As a crude comparison, this is similar to the difference in volume between a vacuum cleaner in the same room and standing 30 feet away from the tracks as a freight train passes by.
Curious to see how the built-in speakers of the television compared to stereo HomePods, the same test revealed that the HomePods were still quieter, even after the volume fix.
Of course, the sound quality from the TV speakers was obviously worse, but it seems ridiculous for a cheap $350 4K smart TV to have louder speakers than two HomePods paired in stereo.
We then decided to compare the volume while watching a movie to what the HomePods produce when playing music.
We rolled the end credits of Disney's Big Hero 6 to listen to "Immortals" by Fall Out Boy.

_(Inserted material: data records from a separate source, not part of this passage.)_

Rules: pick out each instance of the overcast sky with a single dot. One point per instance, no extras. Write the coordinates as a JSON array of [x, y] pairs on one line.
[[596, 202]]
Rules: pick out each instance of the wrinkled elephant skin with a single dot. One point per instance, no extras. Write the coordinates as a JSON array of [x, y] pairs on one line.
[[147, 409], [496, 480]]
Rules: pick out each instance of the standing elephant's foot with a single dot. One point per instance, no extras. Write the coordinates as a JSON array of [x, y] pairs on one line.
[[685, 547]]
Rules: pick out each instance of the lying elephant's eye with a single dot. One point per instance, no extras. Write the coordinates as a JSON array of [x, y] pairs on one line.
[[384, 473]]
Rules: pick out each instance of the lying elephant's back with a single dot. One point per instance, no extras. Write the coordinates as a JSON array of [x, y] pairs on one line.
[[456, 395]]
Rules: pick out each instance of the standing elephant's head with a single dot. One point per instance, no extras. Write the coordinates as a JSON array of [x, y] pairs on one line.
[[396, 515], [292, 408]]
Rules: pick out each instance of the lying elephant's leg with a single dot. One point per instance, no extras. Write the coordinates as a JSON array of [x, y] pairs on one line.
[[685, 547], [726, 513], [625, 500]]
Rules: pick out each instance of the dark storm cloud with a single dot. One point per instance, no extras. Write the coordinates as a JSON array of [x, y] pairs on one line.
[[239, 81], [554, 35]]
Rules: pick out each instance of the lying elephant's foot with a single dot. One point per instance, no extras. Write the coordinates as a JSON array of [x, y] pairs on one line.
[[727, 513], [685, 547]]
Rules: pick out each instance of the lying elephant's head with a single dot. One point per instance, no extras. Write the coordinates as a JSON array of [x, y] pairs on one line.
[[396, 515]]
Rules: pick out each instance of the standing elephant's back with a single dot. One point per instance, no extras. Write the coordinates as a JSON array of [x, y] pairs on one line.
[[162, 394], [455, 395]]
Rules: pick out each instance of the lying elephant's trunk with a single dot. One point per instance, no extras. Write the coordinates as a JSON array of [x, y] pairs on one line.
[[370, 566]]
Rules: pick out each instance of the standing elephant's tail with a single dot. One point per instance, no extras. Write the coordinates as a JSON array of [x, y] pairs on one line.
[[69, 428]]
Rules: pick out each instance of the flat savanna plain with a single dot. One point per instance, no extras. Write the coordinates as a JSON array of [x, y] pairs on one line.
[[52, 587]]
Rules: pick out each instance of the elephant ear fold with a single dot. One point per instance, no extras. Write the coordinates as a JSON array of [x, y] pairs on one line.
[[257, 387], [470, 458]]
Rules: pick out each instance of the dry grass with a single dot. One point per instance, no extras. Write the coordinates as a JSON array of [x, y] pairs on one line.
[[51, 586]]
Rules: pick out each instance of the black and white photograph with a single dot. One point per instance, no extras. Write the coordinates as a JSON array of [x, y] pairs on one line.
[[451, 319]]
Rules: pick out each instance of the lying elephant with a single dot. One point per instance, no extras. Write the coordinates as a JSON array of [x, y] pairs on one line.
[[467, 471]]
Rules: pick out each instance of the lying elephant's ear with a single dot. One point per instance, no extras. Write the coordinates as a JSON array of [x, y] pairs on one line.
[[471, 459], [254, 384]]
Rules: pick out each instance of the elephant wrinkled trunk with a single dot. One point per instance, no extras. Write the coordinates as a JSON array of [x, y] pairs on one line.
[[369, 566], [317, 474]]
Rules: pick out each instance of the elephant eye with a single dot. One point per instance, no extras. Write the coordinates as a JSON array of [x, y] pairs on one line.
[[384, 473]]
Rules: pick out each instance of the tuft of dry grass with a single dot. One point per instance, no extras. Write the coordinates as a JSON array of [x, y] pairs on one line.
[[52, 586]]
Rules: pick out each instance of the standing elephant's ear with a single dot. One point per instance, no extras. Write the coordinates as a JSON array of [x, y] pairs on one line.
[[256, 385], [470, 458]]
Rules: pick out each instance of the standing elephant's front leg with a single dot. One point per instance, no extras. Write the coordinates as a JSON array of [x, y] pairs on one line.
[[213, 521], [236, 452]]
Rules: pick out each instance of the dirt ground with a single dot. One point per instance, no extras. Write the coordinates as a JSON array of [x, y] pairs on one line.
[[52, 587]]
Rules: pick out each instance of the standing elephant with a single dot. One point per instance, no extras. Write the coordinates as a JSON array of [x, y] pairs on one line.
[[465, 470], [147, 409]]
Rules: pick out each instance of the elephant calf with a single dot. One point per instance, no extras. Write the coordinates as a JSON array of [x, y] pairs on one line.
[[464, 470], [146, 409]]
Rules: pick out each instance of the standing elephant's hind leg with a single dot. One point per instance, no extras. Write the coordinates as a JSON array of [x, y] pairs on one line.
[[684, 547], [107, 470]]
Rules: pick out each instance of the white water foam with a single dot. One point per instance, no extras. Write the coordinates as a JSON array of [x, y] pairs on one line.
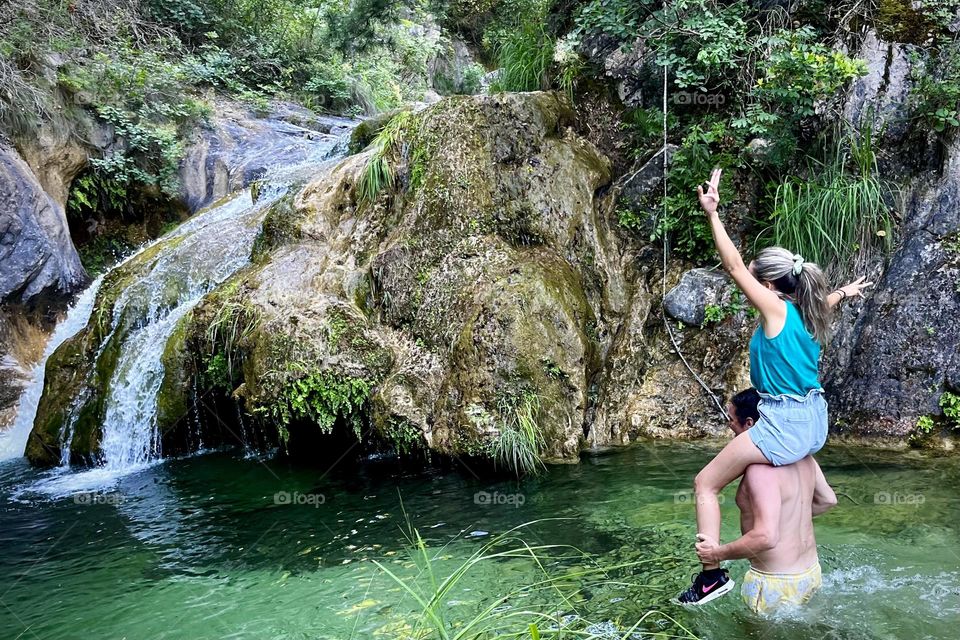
[[196, 257], [13, 441]]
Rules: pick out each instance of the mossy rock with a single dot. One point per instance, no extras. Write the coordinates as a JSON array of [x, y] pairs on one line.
[[78, 373]]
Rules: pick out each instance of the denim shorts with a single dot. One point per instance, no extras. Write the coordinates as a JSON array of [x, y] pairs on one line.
[[790, 427]]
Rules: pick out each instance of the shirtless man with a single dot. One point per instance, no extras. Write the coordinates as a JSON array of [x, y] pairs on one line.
[[777, 505]]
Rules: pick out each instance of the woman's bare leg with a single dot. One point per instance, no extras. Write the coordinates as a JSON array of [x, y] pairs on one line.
[[729, 464]]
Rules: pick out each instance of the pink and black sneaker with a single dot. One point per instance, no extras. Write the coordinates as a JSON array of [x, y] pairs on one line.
[[707, 585]]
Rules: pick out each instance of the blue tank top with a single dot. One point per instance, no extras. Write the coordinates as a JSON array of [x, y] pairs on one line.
[[787, 363]]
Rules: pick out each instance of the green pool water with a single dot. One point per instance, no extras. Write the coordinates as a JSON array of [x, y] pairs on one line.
[[226, 546]]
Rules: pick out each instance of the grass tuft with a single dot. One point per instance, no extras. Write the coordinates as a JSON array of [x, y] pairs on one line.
[[840, 214], [519, 445], [544, 607]]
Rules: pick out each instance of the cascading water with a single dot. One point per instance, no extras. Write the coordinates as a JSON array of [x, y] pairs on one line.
[[14, 440], [183, 267]]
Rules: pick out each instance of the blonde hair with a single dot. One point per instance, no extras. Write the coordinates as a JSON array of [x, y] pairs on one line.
[[802, 281]]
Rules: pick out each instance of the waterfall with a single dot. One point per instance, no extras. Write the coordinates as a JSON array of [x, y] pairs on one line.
[[198, 257], [13, 441], [181, 268]]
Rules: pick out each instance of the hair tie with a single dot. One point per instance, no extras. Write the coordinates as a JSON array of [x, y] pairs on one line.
[[797, 264]]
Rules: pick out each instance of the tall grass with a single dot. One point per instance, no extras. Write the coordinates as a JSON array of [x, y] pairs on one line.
[[523, 56], [839, 217], [549, 601], [519, 445], [378, 175]]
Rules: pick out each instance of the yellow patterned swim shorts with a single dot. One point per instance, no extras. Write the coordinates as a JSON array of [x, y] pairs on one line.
[[766, 592]]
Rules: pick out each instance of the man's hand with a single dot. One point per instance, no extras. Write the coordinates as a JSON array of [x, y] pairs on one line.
[[856, 287], [708, 550], [710, 199]]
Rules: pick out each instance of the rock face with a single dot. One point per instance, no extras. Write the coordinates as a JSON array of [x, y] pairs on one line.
[[879, 99], [474, 290], [688, 300], [36, 253], [238, 147], [905, 350]]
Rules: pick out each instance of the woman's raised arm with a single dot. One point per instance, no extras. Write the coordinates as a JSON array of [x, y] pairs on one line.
[[766, 301]]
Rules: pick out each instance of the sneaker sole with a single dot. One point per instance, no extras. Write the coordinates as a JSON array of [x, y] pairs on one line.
[[721, 590]]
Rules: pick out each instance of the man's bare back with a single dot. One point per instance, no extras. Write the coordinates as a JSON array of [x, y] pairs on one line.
[[776, 504]]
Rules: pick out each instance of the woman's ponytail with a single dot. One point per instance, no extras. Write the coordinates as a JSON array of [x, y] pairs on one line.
[[804, 281], [811, 294]]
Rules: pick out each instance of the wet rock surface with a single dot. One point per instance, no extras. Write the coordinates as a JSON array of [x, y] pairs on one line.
[[36, 253], [905, 349], [238, 146]]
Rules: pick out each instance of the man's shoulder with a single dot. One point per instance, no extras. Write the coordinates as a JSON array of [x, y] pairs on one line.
[[762, 472]]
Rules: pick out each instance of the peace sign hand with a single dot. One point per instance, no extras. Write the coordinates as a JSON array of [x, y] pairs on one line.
[[710, 199], [856, 287]]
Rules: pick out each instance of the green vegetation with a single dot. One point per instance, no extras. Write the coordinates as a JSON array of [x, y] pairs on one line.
[[717, 313], [233, 323], [519, 444], [378, 174], [950, 404], [758, 77], [546, 598], [524, 52], [682, 221], [321, 398]]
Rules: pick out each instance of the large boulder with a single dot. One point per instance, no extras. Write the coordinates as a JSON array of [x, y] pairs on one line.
[[36, 253], [905, 349], [480, 287]]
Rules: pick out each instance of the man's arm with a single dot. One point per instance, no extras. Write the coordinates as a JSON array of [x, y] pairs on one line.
[[764, 491], [824, 498]]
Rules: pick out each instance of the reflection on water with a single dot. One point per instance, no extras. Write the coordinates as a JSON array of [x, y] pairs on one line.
[[204, 547]]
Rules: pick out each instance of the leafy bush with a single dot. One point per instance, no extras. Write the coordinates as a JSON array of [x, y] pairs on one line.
[[838, 211], [950, 403], [935, 95], [796, 74], [321, 398], [682, 220], [378, 175], [523, 54]]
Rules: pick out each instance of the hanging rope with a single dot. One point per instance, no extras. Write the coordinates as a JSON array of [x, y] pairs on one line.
[[666, 252]]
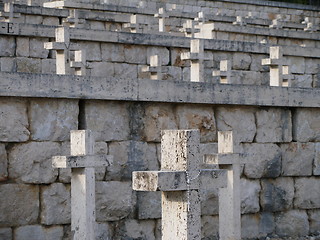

The movie was purchased through the iTunes Store.
The meter recorded 83 decibels, the same peak volume achieved in the earlier test, which seems fine.
We then asked Siri to play that exact song straight through the HomePods, and we immediately noticed a massive difference.
The stereo HomePods played the song at a peak of 91 decibels. Ideally, this is as loud as we wish the HomePods would play while watching a movie on the Apple TV.
Ultimately, while we found out how to make the stereo HomePods play quite a bit louder than under default settings, it is still way too quiet to use a pair as a viable home theater system replacement. Apple does have an option in the Apple TV settings to reduce loud sounds, but we actually wish Apple would include an option to amplify the sound altogether.
Hopefully Apple addresses this issue in a future update, so Apple TV users who like their action loud can use a set of stereo HomePods as their dedicated external Apple TV speakers.